Este diferendo está a mobilizar cidadãos e associações da capital, como o Fórum Cidadania LX, uma das entidades que fomentou a criação do programa Lojas com História e que agora lamenta o possível encerramento de mais um estabelecimento comercial centenário.
“Realmente é uma tristeza que estejamos aqui agora, numa loja que foi classificada no Lojas com História, com os mesmos problemas que tínhamos há 15 anos, quando a loja também esteve ameaçada, mas ainda não havia Lojas com História”, refere Paulo Ferrero, do Fórum Cidadania Lx.

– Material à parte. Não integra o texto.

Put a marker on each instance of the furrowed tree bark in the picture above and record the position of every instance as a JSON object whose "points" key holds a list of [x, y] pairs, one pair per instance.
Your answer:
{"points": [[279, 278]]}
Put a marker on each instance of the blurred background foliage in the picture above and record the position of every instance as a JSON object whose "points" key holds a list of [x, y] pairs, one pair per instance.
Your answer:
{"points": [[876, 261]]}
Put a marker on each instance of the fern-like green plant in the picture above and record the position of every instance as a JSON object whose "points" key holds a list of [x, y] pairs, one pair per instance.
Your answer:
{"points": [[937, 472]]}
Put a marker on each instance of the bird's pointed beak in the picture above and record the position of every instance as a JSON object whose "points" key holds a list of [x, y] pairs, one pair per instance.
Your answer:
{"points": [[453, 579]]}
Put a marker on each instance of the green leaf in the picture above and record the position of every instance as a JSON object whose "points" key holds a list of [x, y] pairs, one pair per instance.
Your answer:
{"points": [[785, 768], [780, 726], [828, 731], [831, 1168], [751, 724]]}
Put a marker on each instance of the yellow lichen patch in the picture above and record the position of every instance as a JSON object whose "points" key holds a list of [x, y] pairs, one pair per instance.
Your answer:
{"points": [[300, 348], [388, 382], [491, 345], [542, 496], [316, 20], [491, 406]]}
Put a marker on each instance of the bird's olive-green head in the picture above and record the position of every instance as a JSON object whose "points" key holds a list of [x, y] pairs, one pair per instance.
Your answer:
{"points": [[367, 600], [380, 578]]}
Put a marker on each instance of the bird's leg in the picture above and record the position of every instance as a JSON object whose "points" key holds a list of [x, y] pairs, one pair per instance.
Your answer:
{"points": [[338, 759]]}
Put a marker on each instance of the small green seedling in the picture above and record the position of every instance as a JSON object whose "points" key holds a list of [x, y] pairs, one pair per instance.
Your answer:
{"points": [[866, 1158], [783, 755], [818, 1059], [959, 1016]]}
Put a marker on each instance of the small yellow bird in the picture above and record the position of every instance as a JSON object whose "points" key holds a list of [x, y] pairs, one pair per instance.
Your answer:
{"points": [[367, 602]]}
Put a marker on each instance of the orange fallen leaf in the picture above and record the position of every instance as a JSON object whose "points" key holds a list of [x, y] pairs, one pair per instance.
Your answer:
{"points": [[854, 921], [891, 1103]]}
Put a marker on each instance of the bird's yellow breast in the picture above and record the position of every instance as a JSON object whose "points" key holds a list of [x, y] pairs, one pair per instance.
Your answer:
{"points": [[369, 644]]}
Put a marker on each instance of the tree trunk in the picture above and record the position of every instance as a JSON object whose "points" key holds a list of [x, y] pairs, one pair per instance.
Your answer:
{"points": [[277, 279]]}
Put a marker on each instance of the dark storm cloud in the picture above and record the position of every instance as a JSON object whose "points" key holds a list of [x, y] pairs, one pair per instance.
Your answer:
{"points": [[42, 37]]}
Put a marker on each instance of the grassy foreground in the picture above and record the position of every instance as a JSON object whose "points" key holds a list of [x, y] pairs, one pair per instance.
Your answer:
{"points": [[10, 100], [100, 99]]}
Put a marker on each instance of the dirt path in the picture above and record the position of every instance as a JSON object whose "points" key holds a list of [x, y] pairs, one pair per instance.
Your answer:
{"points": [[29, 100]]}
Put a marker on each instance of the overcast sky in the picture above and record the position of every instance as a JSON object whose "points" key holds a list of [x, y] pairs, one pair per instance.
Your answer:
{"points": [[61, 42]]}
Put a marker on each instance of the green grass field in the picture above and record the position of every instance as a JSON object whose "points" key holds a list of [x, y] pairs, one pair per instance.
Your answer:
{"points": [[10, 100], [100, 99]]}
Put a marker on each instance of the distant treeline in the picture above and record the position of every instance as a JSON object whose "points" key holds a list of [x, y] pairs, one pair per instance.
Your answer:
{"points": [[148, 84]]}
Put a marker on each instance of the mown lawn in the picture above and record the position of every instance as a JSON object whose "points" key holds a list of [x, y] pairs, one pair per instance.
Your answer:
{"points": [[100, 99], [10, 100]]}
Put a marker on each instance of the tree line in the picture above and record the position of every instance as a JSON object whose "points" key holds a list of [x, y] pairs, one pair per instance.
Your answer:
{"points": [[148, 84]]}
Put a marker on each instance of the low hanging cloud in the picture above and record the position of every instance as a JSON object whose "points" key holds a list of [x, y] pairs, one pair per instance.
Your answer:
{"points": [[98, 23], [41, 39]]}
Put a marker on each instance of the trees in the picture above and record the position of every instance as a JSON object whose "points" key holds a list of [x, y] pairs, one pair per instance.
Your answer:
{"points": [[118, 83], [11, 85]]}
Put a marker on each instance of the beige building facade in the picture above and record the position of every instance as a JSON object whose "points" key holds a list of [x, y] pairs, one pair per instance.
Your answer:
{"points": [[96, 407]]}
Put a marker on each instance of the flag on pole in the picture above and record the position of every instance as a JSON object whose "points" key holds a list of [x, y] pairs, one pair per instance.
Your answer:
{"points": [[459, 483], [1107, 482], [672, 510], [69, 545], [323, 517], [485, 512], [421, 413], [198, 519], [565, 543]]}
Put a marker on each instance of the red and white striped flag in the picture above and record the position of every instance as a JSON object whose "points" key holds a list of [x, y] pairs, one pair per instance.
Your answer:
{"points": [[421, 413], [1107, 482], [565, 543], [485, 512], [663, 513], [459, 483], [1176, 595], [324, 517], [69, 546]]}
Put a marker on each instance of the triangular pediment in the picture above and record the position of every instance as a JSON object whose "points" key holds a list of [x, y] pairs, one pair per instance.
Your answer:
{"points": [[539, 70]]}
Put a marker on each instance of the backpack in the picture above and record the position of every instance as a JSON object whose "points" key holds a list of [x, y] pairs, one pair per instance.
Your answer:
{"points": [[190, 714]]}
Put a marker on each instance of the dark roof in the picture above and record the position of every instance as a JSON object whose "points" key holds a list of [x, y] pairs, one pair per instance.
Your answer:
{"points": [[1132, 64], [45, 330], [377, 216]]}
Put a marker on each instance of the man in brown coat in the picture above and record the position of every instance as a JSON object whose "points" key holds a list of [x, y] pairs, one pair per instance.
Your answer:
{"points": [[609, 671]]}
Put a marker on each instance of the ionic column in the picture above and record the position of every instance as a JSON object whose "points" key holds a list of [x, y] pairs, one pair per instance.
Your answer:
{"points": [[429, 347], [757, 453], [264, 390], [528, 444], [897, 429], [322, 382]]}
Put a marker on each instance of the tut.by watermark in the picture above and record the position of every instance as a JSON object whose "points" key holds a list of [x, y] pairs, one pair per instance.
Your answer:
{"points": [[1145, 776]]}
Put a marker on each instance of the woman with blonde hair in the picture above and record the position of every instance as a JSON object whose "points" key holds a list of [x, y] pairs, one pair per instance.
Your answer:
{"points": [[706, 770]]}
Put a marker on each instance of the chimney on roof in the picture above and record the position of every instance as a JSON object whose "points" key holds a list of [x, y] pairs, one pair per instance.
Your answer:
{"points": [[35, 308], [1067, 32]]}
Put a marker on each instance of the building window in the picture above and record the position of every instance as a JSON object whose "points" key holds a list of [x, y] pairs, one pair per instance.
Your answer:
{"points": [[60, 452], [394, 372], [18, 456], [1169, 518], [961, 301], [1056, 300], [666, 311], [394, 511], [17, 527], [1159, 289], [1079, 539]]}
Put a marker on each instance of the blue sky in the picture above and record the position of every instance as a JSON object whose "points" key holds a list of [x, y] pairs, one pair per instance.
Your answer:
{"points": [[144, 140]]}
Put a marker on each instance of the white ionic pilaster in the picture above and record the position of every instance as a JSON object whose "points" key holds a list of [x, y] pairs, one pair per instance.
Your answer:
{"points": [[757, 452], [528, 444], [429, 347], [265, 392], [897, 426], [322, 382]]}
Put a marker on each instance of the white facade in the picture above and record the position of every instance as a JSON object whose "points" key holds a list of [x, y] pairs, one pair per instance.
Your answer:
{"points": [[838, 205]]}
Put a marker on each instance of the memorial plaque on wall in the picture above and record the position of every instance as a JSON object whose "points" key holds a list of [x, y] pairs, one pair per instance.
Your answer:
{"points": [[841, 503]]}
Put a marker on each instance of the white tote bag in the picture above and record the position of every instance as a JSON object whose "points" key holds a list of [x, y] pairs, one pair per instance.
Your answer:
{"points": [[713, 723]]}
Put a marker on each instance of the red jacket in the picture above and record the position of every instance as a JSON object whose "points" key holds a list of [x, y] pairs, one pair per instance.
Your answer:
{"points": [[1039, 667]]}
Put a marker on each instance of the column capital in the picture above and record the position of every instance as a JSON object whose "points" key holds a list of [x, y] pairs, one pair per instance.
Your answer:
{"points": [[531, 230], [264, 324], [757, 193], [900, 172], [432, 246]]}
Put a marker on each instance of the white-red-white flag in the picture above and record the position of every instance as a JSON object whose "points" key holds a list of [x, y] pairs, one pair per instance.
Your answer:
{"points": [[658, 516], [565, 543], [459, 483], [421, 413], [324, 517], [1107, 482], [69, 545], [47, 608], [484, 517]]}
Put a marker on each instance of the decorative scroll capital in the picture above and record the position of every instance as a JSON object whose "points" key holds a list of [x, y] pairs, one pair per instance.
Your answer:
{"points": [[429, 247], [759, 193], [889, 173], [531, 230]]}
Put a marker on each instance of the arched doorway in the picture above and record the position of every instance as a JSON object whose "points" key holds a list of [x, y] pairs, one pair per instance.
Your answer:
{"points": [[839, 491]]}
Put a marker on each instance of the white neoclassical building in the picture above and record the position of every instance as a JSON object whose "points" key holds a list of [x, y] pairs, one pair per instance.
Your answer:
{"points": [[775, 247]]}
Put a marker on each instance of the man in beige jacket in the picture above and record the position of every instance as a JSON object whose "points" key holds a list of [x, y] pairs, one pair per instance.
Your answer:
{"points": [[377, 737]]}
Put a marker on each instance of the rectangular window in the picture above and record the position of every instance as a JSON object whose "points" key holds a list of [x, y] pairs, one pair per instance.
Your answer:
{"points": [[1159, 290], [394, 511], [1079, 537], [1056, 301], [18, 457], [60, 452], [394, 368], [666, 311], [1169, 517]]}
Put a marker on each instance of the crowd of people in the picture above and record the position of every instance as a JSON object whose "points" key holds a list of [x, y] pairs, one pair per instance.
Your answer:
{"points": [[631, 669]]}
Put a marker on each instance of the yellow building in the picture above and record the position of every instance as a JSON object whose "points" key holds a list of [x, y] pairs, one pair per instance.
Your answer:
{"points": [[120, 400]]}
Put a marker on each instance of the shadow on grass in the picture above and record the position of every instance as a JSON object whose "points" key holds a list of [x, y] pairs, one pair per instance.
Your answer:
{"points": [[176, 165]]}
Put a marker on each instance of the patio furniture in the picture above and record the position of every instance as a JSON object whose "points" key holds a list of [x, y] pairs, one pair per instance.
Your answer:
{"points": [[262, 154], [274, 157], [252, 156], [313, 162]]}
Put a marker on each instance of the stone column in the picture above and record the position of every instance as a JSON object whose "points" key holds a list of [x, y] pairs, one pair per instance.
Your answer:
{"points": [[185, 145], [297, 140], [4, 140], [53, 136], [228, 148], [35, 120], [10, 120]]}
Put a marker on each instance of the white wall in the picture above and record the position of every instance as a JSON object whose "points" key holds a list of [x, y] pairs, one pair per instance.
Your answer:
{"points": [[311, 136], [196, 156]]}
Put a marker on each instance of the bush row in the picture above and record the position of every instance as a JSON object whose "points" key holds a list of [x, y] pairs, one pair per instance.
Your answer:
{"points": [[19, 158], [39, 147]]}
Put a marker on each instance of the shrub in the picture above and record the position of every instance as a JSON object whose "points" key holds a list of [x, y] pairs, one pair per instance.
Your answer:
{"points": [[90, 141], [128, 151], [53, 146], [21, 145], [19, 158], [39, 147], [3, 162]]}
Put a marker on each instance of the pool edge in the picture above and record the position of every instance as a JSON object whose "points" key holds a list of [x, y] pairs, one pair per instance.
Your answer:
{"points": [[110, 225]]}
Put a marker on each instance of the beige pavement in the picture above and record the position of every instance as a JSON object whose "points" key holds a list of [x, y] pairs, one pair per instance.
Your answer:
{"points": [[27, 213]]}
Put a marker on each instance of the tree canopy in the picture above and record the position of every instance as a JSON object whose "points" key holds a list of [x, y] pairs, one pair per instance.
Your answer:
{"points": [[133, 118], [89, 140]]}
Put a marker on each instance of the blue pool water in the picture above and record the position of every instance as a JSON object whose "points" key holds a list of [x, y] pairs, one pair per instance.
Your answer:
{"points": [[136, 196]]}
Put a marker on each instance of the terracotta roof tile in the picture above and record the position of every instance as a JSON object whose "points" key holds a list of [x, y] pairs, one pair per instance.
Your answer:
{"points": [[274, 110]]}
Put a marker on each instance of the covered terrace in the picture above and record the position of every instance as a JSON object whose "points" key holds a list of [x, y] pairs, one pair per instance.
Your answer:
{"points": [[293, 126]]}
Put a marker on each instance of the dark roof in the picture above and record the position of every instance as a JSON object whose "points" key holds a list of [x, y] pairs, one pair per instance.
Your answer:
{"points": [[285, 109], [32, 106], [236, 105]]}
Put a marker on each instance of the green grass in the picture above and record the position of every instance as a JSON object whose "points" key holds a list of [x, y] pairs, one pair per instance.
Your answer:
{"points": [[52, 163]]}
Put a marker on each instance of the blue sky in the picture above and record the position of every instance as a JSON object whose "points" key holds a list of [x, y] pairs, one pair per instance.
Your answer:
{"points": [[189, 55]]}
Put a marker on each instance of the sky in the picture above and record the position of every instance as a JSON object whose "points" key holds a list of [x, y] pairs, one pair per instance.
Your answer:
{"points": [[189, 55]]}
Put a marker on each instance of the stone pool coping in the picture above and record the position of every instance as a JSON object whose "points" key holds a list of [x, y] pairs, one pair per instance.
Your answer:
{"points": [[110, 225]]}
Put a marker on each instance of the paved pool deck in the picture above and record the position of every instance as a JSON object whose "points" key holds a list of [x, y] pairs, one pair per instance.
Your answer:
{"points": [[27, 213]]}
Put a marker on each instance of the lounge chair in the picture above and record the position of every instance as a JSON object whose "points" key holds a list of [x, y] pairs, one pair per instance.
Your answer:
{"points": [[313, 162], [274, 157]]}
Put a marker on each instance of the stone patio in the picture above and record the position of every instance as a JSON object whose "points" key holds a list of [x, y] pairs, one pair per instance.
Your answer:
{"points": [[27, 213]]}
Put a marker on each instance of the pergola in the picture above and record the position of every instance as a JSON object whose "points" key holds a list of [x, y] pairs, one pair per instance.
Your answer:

Paulo Ferrero lembrou que a criação do Lojas Com Historia se deveu, em parte, a uma mobilização popular para proteger a Ginjinha Sem Rival.
Para o ativista, o risco de encerramento de esta e de outras lojas centenárias de Lisboa deve-se à ausência de uma política de urbanismo comercial estruturada e criticou o facto de as decisões camarárias nem sempre protegerem o património da capital.
Apesar do fim do prazo do contrato, a Ginjinha Sem Rival promete continuar de portas abertas, servindo o tradicional licor a lisboetas e turistas. Entretanto, no dia 5 de julho, pelas 20:00, está prevista uma ação de solidariedade junto à entrada do estabelecimento, aberta a toda a comunidade.